Design considerations of a coded source neutron imaging system at the PULSTAR reactor

A Neutron Imaging Facility is operational at beam tube #5 of the 1-MW PULSTAR Reactor at North Carolina State University. The neutrons are collimated through a 3.66 cm × 4.45 cm rectangular aperture, the effective diameter (D) of which is 4.57 cm. If the image plane is set to be at the end of the beam line, the distance from the aperture to the image plane (L) can be maximized to be 6.5 m. At this location the L/D ratio is approximately 140 and the neutron flux is 1.8 × 10⁶ n/cm²·sec. To explore high resolution imaging at the current facility, a coded source technique is under development. In this case, the neutron source is encoded using a mosaic of pinholes.
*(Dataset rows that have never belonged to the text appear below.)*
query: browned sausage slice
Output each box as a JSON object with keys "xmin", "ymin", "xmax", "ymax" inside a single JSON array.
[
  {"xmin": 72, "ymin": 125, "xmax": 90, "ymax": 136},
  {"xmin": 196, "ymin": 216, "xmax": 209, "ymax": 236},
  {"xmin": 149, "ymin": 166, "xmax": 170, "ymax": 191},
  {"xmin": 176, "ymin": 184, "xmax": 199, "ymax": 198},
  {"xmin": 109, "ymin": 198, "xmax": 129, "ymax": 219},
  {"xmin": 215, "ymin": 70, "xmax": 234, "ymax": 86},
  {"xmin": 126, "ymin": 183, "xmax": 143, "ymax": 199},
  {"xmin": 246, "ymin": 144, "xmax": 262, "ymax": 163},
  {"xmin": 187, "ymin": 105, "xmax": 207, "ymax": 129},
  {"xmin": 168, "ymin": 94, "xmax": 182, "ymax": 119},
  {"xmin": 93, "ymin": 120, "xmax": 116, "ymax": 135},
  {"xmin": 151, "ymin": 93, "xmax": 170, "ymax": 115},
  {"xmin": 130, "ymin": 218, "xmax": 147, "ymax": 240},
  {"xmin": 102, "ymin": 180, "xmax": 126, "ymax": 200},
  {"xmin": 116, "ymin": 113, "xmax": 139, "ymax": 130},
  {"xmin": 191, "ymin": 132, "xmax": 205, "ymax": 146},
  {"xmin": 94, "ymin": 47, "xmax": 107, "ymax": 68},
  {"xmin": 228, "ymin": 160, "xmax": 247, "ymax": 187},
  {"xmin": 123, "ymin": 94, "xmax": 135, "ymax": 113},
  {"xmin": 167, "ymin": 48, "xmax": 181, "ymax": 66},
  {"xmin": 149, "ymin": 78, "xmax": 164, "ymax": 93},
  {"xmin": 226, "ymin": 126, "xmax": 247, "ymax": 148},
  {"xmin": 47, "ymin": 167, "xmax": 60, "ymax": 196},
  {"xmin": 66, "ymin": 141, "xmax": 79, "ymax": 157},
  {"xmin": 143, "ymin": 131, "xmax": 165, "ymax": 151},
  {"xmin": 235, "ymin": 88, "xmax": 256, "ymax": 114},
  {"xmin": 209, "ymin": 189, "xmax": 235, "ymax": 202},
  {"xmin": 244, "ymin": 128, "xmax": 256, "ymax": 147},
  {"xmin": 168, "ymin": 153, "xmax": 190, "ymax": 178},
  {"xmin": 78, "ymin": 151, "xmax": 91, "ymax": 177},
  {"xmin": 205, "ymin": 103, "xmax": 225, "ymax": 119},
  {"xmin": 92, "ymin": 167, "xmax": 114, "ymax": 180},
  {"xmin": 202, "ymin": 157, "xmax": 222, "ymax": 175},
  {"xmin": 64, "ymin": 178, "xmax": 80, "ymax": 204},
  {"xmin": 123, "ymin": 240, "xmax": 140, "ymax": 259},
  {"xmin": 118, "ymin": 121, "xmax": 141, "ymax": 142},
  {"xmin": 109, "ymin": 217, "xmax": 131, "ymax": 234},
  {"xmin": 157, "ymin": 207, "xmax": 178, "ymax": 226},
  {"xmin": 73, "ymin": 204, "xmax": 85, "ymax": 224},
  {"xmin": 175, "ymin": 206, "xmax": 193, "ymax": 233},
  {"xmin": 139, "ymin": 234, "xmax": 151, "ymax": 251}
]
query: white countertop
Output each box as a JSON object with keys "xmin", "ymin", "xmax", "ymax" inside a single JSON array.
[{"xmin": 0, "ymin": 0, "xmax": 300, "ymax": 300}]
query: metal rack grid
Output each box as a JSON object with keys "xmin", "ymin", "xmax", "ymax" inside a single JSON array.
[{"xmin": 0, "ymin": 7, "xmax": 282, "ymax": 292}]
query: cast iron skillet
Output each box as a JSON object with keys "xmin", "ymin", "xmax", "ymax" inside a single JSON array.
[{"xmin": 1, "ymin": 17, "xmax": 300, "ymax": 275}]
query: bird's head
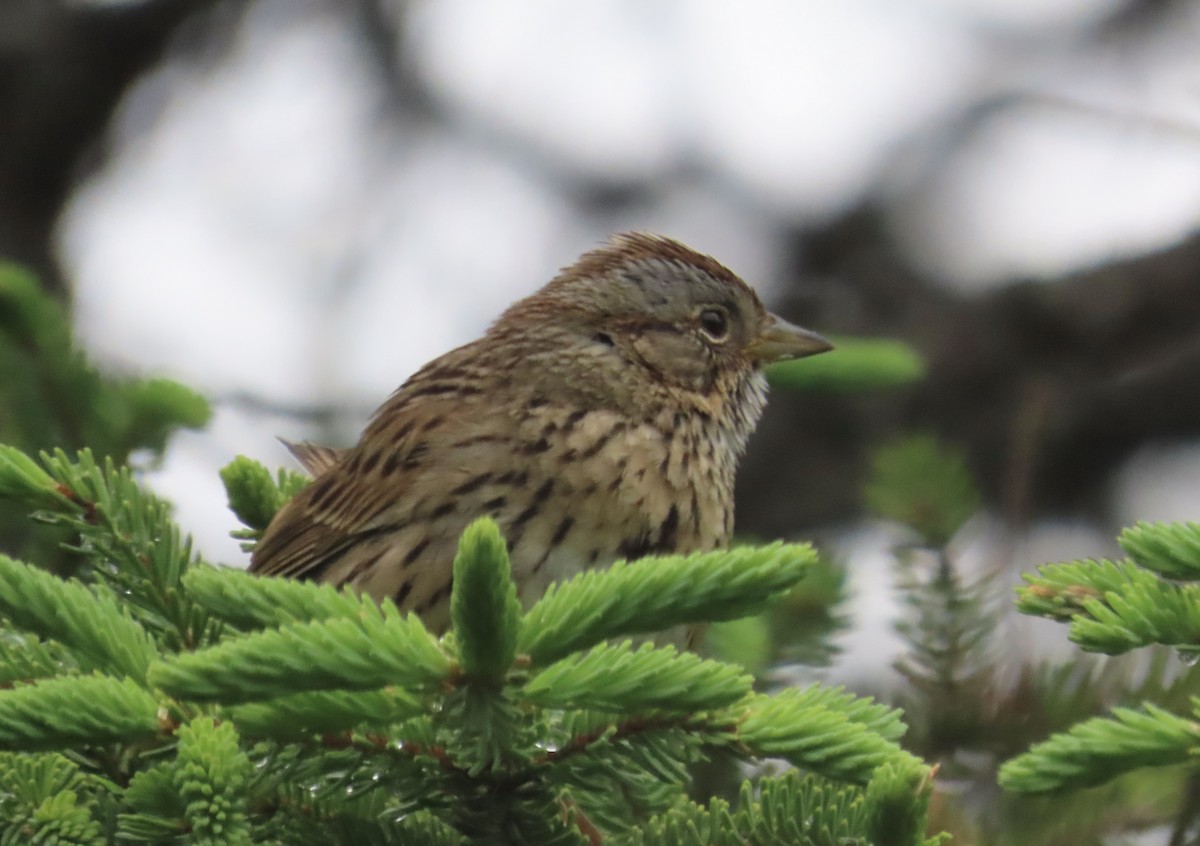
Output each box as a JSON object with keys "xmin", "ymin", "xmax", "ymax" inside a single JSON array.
[{"xmin": 493, "ymin": 233, "xmax": 832, "ymax": 410}]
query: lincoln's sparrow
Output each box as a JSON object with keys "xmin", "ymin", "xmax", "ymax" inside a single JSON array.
[{"xmin": 250, "ymin": 234, "xmax": 830, "ymax": 630}]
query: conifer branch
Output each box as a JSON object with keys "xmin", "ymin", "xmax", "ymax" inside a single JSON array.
[
  {"xmin": 517, "ymin": 544, "xmax": 816, "ymax": 665},
  {"xmin": 1117, "ymin": 522, "xmax": 1200, "ymax": 581},
  {"xmin": 0, "ymin": 556, "xmax": 158, "ymax": 679},
  {"xmin": 1000, "ymin": 703, "xmax": 1200, "ymax": 793},
  {"xmin": 450, "ymin": 518, "xmax": 521, "ymax": 683},
  {"xmin": 150, "ymin": 606, "xmax": 451, "ymax": 704},
  {"xmin": 522, "ymin": 641, "xmax": 754, "ymax": 712},
  {"xmin": 0, "ymin": 673, "xmax": 163, "ymax": 750}
]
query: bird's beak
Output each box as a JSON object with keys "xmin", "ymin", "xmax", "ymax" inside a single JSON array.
[{"xmin": 746, "ymin": 314, "xmax": 833, "ymax": 365}]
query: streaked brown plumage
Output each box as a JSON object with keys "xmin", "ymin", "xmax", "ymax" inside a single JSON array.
[{"xmin": 250, "ymin": 234, "xmax": 829, "ymax": 630}]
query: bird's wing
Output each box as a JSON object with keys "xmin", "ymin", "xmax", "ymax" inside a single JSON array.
[
  {"xmin": 278, "ymin": 438, "xmax": 348, "ymax": 476},
  {"xmin": 250, "ymin": 396, "xmax": 503, "ymax": 578}
]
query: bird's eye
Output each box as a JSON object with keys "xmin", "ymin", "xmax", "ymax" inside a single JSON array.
[{"xmin": 700, "ymin": 308, "xmax": 730, "ymax": 341}]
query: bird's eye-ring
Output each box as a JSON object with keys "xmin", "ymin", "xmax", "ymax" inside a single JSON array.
[{"xmin": 700, "ymin": 308, "xmax": 730, "ymax": 341}]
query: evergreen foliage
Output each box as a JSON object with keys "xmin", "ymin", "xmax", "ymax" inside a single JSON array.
[
  {"xmin": 0, "ymin": 263, "xmax": 210, "ymax": 572},
  {"xmin": 1000, "ymin": 523, "xmax": 1200, "ymax": 793},
  {"xmin": 0, "ymin": 448, "xmax": 931, "ymax": 845}
]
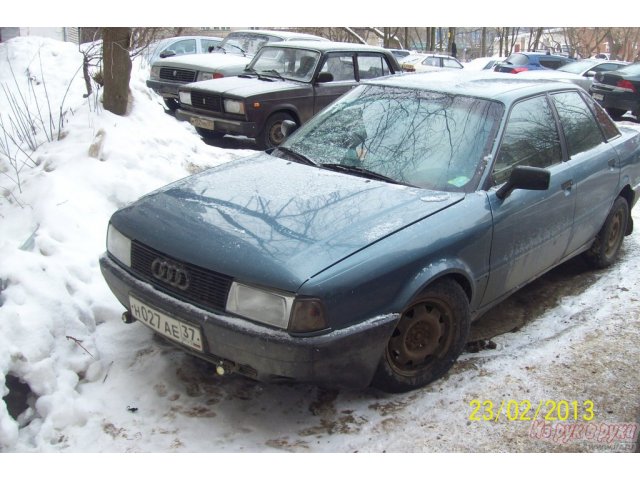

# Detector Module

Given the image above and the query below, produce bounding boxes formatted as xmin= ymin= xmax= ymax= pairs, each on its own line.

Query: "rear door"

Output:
xmin=314 ymin=52 xmax=358 ymax=113
xmin=551 ymin=91 xmax=620 ymax=252
xmin=483 ymin=95 xmax=576 ymax=304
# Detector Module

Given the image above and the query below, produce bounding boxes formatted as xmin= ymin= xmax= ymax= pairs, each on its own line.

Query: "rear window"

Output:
xmin=505 ymin=53 xmax=529 ymax=65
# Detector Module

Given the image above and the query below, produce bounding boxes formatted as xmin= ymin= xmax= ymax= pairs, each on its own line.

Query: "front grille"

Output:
xmin=160 ymin=67 xmax=196 ymax=82
xmin=131 ymin=241 xmax=233 ymax=310
xmin=191 ymin=90 xmax=222 ymax=112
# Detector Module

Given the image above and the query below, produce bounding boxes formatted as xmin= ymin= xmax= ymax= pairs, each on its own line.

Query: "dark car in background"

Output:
xmin=590 ymin=63 xmax=640 ymax=119
xmin=176 ymin=42 xmax=400 ymax=150
xmin=494 ymin=52 xmax=574 ymax=73
xmin=100 ymin=72 xmax=640 ymax=392
xmin=147 ymin=30 xmax=324 ymax=110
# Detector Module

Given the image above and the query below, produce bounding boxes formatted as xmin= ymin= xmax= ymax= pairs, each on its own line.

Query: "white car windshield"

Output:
xmin=284 ymin=85 xmax=504 ymax=192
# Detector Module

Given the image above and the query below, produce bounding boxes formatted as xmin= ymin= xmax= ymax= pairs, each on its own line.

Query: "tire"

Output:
xmin=605 ymin=107 xmax=627 ymax=120
xmin=584 ymin=197 xmax=629 ymax=268
xmin=195 ymin=127 xmax=224 ymax=140
xmin=371 ymin=279 xmax=471 ymax=393
xmin=256 ymin=112 xmax=298 ymax=150
xmin=163 ymin=98 xmax=180 ymax=112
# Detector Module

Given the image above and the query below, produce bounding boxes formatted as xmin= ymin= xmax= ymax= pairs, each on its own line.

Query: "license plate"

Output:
xmin=189 ymin=117 xmax=213 ymax=130
xmin=129 ymin=296 xmax=203 ymax=352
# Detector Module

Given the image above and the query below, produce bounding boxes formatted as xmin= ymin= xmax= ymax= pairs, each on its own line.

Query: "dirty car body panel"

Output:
xmin=100 ymin=72 xmax=640 ymax=391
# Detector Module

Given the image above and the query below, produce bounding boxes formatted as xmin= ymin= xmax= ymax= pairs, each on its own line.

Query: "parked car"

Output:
xmin=402 ymin=53 xmax=463 ymax=72
xmin=590 ymin=63 xmax=640 ymax=119
xmin=176 ymin=42 xmax=400 ymax=149
xmin=100 ymin=69 xmax=640 ymax=392
xmin=389 ymin=48 xmax=412 ymax=61
xmin=147 ymin=30 xmax=324 ymax=110
xmin=522 ymin=58 xmax=629 ymax=91
xmin=148 ymin=35 xmax=223 ymax=64
xmin=464 ymin=57 xmax=506 ymax=71
xmin=494 ymin=52 xmax=574 ymax=73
The collection of pinholes represents an aperture (or mask) that generates an encoded image of the object at the detector. Consequently, the use of a large number of pinholes ensures sufficient signal-to-noise performance. In addition, the L/D ratio of the system is increased, which greatly improves the geometric degradation of the image. Coded masks with pinholes of 50 μm diameter are being evaluated using Monte Carlo neutron transport simulations that take into account facility characteristics. Using the existing system dimensions, it is estimated that for a coded mask placed in an open area of 4 cm × 4 cm, a field of view that is 2.7 cm × 2.7 cm in size can be established. Furthermore, assuming the use of a detector with an inherent spatial resolution of 100 μm, the simulations demonstrate that an overall spatial resolution of approximately 50 μm can be achieved. Experimental implementation of the coded imaging arrangement is currently underway.